Planet of the SWEJ - It's a Horror Movie.

http://www.PalestineRemembered.com/!

scorpio

Excellent article and collection of videos. I really appreciated the sharing of your experiences from real life.
This 'accident' is the most catastrophic environmental disaster in modern history. We have yet to see the full impact of this on the gulf region, our economy, and the world, for that matter. The $20 billion fund that BP has set up  is but a drop in the bucket.

I lived a good part of my life in Louisiana and the Gulf region of Florida and have scuba dived and surfed all over that region. It is a place of incredible beauty. To watch it be destroyed by reckless engineering and 'bottom line' decision making both disgusts me and breaks my heart.
Numerous BP officials should be facing criminal charges.

The scope of this disaster is so enormous, that it might force the evacuation of hundreds of thousands of people....maybe even millions.
What happens when a hurricane or just a strong storm rolls through there? It will spread the oil and toxic dispersant all over that region, possibly leaving parts of it uninhabitable.
I lived in the gulf region during several major hurricanes. The force of those winds is incredible.
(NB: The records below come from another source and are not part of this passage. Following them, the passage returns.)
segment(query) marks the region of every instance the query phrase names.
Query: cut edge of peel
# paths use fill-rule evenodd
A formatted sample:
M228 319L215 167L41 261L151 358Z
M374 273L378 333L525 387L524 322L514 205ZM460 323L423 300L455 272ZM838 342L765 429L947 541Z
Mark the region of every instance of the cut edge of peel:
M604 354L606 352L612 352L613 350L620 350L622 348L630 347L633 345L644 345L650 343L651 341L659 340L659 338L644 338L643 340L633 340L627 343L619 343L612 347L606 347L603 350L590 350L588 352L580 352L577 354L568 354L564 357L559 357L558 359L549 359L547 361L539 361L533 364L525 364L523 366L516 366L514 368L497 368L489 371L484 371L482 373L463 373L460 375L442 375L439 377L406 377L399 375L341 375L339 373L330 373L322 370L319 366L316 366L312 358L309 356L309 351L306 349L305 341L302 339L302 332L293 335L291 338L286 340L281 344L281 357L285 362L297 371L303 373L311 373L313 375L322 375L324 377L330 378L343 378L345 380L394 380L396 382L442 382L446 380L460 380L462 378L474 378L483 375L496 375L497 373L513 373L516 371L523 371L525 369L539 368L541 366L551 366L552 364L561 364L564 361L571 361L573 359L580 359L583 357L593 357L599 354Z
I really wish this topic would get more attention here at tiu.

jai_mann

Quote from: "scorpio"The scope of this disaster is so enormous, that it might force the evacuation of hundreds of thousands of people....maybe even millions.
What happens when a hurricane or just a strong storm rolls through there? It will spread the oil and toxic dispersant all over that region, possibly leaving parts of it uninhabitable.


I think that's one of the goals. If they have designated certain cities to be the places that they want the population to inhabit, while other regions are de-populated as per agenda 21, this would fit the bill. It's distinctly possible the feds could force evacuation at gun point with the side effects of the spill as the excuse. It works a lot better than moving people at gun point just because of "social engineering". Gotta have that excuse or the masses might resist and go nuts...Even if this thing is a real accident they'll use it for this purpose.